In some cases, the problem's undoubtedly due to eateries relying on cheap coffee to meet demand while cutting costs—a factor only made worse by servers, antsy to turn the table after the main courses have been cleared, who neglect to suggest coffee to go with dessert. If patrons aren't ordering a mug to match their tiramisu, why should the house bother buying higher-quality stuff in the first place? (Because it's the last flavor a diner takes with them at night's end, that's why.)
Another possible contribution to the bad-restaurant-coffee epidemic: Who's responsible for brewing the stuff? An already-harried server trying to cover a dozen packed tables, four of which have simultaneously ordered espresso-based drinks? A busboy who, after a three-minute introduction along the lines of, "Push this button to make coffee come out," has been saddled with the responsibility of cranking out what's essentially a meal's finishing touch? If you wouldn't let a busboy prep a steak because he isn't trained in that line, why let him make coffee unless he is? (And yes, he can probably be trained to make delicious coffee, if someone cares to.)
On the upside, good restaurant coffee is not the impossible dream, and I know that for a fact. For instance, in New York City where I'm based, some of restaurateur Danny Meyer's most respected rooms feature noteworthy beans prepared by—get this!—actual professional baristas. From the snappy cups of Blue Bottle Coffee doled out at casually elegant Gramercy Tavern to the crema-lickin' good Barrington Coffee Roasting Company espresso that's slung at BBQ joint Blue Smoke, the Meyer empire knows how to leave guests happy and caffeinated.
It's not just a New York thing, though: Baltimore's exquisite Woodberry Kitchen also employs dedicated baristas for its coffee service—and they're top-notch, to boot. The restaurant's enthusiastic and dynamic lead barista, Allie Caran, was a finalist in 2009's ubercompetitive Mid-Atlantic Regional Barista Championship. (Full disclosure: Woodberry uses coffee roasted by my employer, Counter Culture Coffee, but I'd love 'em even if they didn't. Honest.)
You see, there's hope yet.

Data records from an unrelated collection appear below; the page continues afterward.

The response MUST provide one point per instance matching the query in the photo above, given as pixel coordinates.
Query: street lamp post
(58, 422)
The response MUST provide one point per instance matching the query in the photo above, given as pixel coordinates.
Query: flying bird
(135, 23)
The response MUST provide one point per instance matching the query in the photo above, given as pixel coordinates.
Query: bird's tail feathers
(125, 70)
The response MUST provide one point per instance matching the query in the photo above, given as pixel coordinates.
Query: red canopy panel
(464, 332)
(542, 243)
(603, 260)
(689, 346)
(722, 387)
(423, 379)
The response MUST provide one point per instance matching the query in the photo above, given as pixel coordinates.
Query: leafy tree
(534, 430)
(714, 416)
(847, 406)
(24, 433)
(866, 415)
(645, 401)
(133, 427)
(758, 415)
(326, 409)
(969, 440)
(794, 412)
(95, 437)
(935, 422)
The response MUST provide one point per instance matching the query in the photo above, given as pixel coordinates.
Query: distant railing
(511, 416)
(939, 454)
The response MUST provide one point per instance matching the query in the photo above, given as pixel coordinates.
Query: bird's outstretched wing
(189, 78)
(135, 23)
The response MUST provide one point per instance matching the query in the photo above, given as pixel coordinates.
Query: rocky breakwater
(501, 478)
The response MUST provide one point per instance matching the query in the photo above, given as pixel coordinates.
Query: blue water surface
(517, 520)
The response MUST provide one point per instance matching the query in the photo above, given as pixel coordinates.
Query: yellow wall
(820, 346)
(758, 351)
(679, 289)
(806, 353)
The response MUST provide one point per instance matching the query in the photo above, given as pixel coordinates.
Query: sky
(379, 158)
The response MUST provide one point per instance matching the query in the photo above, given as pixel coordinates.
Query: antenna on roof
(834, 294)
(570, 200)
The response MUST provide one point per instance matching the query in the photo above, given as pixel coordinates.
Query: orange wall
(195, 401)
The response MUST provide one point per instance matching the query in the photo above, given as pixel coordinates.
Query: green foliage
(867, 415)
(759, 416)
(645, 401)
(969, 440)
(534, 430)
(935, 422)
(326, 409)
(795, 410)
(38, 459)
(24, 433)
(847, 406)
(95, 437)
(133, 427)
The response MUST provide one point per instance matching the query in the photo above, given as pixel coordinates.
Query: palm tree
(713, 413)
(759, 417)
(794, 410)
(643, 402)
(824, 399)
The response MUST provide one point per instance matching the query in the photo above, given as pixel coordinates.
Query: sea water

As a professional barista trainer, I can tell you that some of the most rewarding and exciting work I've done has been with servers, general managers, busboys, and even prep cooks—but I'll also mention that they usually have something in common: passion. Not passion for having a part-time job while they figure out their next semester or wait for their head shots to come in, but a passion for food, for hospitality, for flavor, and for doing a job well (none of which means that passionate waiters can't also go on auditions in their free time).
"It truly completes the dining experience—for them and for you."
The best restaurant baristas are almost always servers who are moved when I tell them to think of this way: Everything else you bring to a table is made by someone else, but when they order coffee, you get to make that. It truly completes the dining experience—for them and for you.
So, chefs and restaurant-owners everywhere, I can't help but ask: If you wouldn't buy your produce at Costco, why go with cut-rate coffee? And if you wouldn't let just anybody cook your steak and sous your vide, why leave your coffee service in untrained hands? It's the last thing your guests taste, why make it bitter?
As for all you restaurant-goers, I'm dying to know: What was the best end-of-meal coffee you've ever had? And what was the worst?